On the Kontsevich geometry of the combinatorial Teichm\"uller space

We study the combinatorial Teichmuller space and construct on it global coordinates, analogous to the Fenchel-Nielsen coordinates on the ordinary Teichmuller space. We prove that these coordinates form an atlas with piecewise linear transition functions, and constitute global Darboux coordinates for the Kontsevich symplectic structure on top-dimensional cells. We then set up the geometric recursion in the sense of Andersen-Borot-Orantin adapted to the combinatorial setting, which naturally produces mapping class group invariant functions on the combinatorial Teichmuller spaces. We establish a combinatorial analogue of the Mirzakhani-McShane identity fitting this framework. As applications, we obtain geometric proofs of Witten conjecture/Kontsevich theorem (Virasoro constraints for $\psi$-classes intersections) and of Norbury's topological recursion for the lattice point count in the combinatorial moduli spaces. These proofs arise now as part of a unified theory and proceed in perfect parallel to Mirzakhani's proof of topological recursion for the Weil-Petersson volumes. We move on to the study of the spine construction and the associated rescaling flow on the Teichmuller space. We strengthen former results of Mondello and Do on the convergence of this flow.

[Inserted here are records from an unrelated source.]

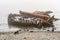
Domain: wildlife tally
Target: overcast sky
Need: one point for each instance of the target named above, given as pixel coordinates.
(13, 6)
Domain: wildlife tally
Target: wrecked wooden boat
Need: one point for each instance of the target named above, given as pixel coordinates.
(28, 20)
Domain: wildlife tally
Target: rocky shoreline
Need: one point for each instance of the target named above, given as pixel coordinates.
(30, 36)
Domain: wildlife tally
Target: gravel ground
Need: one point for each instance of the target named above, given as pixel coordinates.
(30, 36)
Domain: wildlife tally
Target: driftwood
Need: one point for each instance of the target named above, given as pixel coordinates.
(28, 20)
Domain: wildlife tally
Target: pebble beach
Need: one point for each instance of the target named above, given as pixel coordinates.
(30, 36)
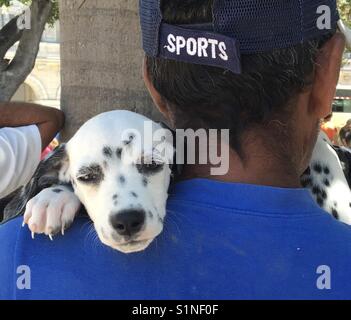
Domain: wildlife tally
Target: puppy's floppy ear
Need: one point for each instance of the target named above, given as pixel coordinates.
(51, 171)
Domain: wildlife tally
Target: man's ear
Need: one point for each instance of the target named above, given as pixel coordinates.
(156, 97)
(326, 76)
(51, 171)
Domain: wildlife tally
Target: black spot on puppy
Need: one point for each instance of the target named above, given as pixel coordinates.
(122, 179)
(107, 152)
(320, 201)
(130, 139)
(317, 168)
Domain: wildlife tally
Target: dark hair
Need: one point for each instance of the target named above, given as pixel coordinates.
(207, 97)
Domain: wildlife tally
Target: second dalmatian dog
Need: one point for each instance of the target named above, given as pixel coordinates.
(124, 194)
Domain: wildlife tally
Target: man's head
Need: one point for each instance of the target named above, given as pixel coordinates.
(280, 95)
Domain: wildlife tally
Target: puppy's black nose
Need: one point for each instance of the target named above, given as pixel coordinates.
(128, 222)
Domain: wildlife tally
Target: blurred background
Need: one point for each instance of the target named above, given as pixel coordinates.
(89, 60)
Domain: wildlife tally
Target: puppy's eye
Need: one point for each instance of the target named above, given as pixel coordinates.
(150, 167)
(92, 174)
(88, 178)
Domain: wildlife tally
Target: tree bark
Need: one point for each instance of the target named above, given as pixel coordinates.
(101, 60)
(14, 73)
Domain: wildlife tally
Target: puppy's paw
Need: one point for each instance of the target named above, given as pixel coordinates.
(51, 211)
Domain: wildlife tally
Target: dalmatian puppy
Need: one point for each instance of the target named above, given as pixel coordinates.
(124, 196)
(326, 180)
(117, 172)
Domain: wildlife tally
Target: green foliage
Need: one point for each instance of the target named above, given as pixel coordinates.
(54, 14)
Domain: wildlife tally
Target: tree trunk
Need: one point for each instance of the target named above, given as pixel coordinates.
(101, 60)
(13, 73)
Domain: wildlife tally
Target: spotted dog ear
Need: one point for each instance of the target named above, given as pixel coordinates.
(176, 168)
(51, 171)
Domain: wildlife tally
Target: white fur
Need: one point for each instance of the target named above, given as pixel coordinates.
(85, 148)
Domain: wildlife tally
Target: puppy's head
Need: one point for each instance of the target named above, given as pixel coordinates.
(119, 166)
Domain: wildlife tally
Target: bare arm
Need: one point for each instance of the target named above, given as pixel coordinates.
(48, 120)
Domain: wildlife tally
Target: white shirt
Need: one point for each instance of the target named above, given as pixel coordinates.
(20, 150)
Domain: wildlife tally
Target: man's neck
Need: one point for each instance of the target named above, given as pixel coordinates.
(259, 166)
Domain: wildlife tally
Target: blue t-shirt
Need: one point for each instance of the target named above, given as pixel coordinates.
(221, 241)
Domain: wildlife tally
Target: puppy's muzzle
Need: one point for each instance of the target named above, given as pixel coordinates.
(128, 223)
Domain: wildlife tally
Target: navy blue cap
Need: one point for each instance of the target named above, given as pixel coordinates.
(239, 27)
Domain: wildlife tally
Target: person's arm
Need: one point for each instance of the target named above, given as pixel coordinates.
(18, 114)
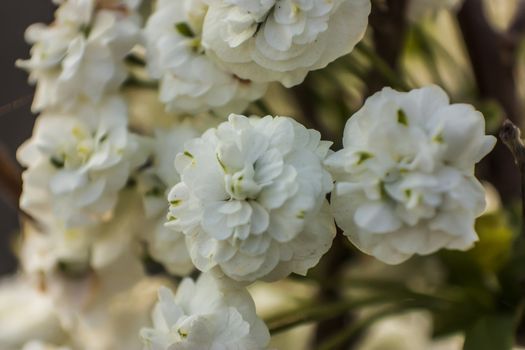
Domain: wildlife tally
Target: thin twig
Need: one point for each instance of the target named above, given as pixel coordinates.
(510, 134)
(493, 61)
(10, 180)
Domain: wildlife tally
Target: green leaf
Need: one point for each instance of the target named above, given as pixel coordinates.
(491, 332)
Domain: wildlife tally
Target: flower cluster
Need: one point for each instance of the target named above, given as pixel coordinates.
(282, 40)
(78, 163)
(80, 56)
(190, 80)
(112, 196)
(206, 314)
(405, 178)
(251, 200)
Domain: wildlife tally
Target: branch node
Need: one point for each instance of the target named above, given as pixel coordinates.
(510, 134)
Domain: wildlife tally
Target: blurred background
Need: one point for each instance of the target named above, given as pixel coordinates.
(15, 102)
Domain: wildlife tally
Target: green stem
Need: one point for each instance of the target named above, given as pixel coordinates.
(313, 313)
(351, 332)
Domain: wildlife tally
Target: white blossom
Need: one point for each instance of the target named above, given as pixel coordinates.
(189, 80)
(282, 40)
(251, 200)
(78, 162)
(49, 246)
(165, 246)
(405, 178)
(26, 314)
(206, 314)
(80, 56)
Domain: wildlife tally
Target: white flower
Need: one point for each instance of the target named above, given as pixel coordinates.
(417, 9)
(165, 246)
(25, 314)
(405, 178)
(252, 198)
(49, 246)
(207, 314)
(282, 40)
(80, 56)
(78, 162)
(190, 81)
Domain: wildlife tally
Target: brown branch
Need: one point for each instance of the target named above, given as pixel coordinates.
(517, 28)
(493, 59)
(389, 24)
(10, 179)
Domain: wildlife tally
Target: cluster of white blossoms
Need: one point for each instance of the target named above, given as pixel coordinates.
(282, 40)
(80, 56)
(165, 246)
(251, 200)
(78, 163)
(405, 179)
(189, 80)
(206, 314)
(244, 201)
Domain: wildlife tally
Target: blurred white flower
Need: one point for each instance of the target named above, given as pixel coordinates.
(282, 40)
(26, 314)
(207, 314)
(252, 198)
(190, 81)
(165, 246)
(38, 345)
(78, 162)
(118, 318)
(417, 9)
(405, 178)
(80, 56)
(48, 245)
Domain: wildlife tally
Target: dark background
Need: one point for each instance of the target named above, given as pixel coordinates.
(16, 120)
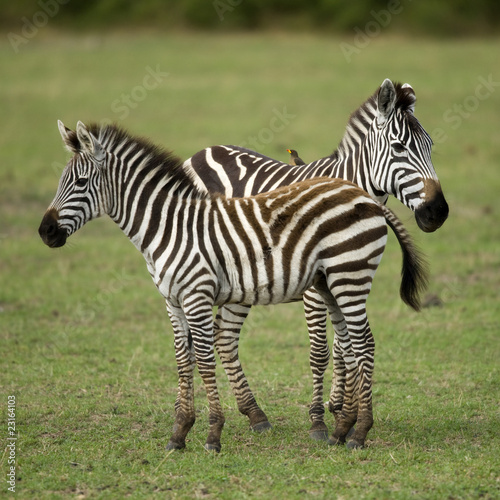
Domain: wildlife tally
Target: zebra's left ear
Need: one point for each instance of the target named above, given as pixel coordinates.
(386, 101)
(89, 143)
(410, 94)
(69, 138)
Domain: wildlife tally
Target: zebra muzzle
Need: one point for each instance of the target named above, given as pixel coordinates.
(50, 232)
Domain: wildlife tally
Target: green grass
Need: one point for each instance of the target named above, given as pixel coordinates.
(86, 344)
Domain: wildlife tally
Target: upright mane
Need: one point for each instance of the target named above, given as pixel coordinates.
(121, 143)
(361, 119)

In particular, we prove convergence of hyperbolic Fenchel-Nielsen coordinates to the combinatorial ones with some uniformity. This allows us to effectively carry natural constructions on the Teichmuller space to their analogues in the combinatorial spaces. For instance, we obtain the piecewise linear structure on the combinatorial Teichmuller space as the limit of the smooth structure on the Teichmuller space. To conclude, we provide further applications to the enumerative geometry of multicurves, Masur-Veech volumes and measured foliations in the combinatorial setting.